Das Cheltenham Festival rückt näher und die Diskussion um überschätzte Pferde wird lauter. Wettende warnen vor zahlreichen Kandidaten, besonders „The Final Demand“ und „Majborough“, die bei Wettentscheidungen hohe Bedenken auslösen. Die aktuelle Skepsis könnte die Wettstrategien der Leute stark beeinflussen.

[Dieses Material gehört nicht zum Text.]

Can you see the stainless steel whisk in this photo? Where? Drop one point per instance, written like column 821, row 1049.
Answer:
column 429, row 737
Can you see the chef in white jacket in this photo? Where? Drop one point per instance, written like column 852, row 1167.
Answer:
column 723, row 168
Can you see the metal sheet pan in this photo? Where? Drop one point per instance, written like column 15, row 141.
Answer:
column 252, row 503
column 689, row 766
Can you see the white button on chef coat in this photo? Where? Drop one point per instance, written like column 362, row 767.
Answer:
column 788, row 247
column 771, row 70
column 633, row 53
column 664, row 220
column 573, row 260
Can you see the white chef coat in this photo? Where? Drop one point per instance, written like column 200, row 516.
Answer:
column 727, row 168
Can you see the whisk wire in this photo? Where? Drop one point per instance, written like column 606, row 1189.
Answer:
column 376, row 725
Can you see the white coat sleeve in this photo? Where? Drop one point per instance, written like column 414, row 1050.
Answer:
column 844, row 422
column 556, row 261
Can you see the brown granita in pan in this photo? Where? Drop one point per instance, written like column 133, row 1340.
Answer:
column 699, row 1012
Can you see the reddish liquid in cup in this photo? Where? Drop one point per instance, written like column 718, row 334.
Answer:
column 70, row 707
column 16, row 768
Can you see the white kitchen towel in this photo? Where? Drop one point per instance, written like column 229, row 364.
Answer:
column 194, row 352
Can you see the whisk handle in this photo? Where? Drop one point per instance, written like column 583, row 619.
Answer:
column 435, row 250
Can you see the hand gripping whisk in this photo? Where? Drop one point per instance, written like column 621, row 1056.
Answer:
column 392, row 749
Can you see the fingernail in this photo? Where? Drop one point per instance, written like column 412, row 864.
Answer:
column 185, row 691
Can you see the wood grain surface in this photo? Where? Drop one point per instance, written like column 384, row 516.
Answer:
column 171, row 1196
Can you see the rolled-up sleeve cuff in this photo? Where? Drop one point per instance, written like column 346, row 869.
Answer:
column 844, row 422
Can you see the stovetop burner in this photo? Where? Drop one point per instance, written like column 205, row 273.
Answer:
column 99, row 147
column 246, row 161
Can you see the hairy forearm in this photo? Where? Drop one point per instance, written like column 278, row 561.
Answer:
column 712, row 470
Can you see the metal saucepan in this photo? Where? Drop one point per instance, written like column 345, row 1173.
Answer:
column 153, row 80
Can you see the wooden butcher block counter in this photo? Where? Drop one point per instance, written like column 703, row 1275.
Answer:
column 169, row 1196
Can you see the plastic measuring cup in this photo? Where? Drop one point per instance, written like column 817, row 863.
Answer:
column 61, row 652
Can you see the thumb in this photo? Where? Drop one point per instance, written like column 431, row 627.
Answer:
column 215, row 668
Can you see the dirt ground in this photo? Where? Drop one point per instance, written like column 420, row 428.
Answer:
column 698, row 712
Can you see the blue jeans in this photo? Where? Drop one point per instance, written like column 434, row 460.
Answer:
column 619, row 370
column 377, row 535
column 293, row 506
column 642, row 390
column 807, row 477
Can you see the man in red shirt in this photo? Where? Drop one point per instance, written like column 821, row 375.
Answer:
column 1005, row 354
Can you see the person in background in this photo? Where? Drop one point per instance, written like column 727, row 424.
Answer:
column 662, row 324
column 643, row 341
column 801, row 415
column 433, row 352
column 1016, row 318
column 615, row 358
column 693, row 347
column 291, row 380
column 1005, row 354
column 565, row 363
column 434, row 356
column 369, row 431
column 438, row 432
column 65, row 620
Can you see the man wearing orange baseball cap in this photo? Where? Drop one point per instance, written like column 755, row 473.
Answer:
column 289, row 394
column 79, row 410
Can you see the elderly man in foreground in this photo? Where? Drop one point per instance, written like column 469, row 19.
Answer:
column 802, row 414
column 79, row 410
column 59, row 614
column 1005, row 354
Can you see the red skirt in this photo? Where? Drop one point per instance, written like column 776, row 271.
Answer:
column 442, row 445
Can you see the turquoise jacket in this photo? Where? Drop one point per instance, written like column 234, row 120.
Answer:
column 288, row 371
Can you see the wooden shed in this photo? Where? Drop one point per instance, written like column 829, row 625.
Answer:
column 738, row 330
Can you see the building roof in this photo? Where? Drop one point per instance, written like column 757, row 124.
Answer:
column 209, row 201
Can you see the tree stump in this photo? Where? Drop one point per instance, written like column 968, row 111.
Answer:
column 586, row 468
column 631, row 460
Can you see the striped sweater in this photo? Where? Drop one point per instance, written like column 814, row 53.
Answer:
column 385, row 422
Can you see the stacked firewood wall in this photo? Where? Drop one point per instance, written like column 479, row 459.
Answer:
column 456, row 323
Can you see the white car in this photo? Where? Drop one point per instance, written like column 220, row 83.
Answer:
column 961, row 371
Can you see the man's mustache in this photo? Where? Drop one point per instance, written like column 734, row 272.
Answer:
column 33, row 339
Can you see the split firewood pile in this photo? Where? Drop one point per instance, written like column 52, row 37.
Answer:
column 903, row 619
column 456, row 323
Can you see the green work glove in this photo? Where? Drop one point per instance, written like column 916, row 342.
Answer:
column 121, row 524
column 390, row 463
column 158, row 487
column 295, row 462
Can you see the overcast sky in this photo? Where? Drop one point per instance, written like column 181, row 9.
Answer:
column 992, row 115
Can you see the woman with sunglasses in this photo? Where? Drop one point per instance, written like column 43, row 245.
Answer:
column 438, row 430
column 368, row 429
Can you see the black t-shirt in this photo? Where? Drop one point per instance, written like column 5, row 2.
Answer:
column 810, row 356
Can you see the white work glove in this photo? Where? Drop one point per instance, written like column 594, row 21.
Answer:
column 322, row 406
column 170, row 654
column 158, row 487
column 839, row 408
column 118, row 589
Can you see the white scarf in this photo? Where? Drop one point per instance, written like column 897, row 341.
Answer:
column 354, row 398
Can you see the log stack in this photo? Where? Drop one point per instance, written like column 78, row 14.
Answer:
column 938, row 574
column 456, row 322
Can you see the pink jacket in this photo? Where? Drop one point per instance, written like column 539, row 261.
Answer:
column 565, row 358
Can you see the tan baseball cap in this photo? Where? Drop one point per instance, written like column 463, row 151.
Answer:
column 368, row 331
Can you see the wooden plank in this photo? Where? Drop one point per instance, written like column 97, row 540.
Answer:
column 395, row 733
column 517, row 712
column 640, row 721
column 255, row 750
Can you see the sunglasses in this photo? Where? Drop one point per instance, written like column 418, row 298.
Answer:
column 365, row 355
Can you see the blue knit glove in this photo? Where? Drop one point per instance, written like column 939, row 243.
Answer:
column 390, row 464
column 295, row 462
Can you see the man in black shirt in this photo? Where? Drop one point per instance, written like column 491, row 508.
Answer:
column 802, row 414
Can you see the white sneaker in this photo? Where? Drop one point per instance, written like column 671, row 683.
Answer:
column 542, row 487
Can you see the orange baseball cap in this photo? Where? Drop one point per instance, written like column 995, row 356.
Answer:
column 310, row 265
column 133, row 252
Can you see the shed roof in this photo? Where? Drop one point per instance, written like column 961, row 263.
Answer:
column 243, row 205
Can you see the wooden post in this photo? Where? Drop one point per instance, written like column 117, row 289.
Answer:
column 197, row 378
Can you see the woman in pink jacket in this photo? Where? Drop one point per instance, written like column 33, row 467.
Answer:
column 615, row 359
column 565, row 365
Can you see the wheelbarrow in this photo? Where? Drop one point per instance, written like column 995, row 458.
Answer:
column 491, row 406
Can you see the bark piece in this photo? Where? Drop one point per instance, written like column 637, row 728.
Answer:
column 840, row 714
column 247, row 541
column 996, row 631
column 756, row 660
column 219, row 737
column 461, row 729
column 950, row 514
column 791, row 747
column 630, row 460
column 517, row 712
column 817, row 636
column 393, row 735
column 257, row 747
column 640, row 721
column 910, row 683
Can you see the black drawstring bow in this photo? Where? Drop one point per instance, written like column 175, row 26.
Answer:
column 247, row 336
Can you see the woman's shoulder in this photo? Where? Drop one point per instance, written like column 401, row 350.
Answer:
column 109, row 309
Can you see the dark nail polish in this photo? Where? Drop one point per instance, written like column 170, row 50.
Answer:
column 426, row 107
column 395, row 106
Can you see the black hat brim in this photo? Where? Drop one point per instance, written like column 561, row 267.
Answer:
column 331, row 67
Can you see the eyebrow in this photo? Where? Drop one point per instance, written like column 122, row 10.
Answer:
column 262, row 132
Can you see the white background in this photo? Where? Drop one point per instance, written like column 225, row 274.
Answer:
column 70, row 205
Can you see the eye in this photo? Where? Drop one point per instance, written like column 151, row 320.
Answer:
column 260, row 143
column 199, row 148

Ein zunehmendes Misstrauen unter Wettenden macht sich breit. Ein Kommentator beschreibt „The Final Demand“ als „eine Wette, die man meiden sollte“. Zudem wurde ein neuer Kritikpunkt gegen „Majborough“ geäußert: Sein Sprungverhalten wird als nicht wettbewerbsfähig für die Champion Chase angesehen. „His jumping is not up to winning a Champion Chase“, so eine besorgte Stimme.
Die Wettgemeinschaft diskutiert weiterhin über die Quoten der Favoriten:
Risiko bei Quoten: Wettende warnen vor den hohen Quoten, welche möglicherweise zu Verlusten führen können.
Kritik an „Majborough“: Der Begriff „Mullinssteuer“ verweist auf Quoten, die überzogen scheinen.
Handicap-Fokus: Immer mehr Wettende bevorzugen Handicaps, um das Risiko zu minimieren.
„Ich schwöre auf die großen Handicaps, anstatt mich mit diesen überbewerteten Pferden abzugeben“, sagt ein Wettender.
Untersuchungen zeigen, dass etwa 60 % der Wettenden risikobehaftete Handicaps in Betracht ziehen. Die kritischen Meinungen zu „The Final Demand“ und „Majborough“ fordern Wettende dazu auf, ihre Strategien zu überdenken und sich von traditionellen Favoriten zu lösen.
Ein Vergleich mit der Dotcom-Blase von 2000 zeigt, dass übermäßiges Vertrauen in zu hoch bewertete Pferde zu bedeutenden Verlusten führen kann.
⚠️ „The Final Demand“ bleibt stark umstritten und viele meiden dieses Pferd.
💸 „Majborough“ wird weiterhin als überteuert angesehen und sorgt für Unsicherheit.
📈 Ein wachsender Trend zeigt, dass immer mehr Wettende Handicaps gegenüber den Favoriten bevorzugen.
Wie wird sich die Wettlandschaft angesichts dieser Entwicklungen weiter entwickeln? Die Unsicherheiten bestehen weiterhin und Wettende stehen möglicherweise vor schwierigen Entscheidungen.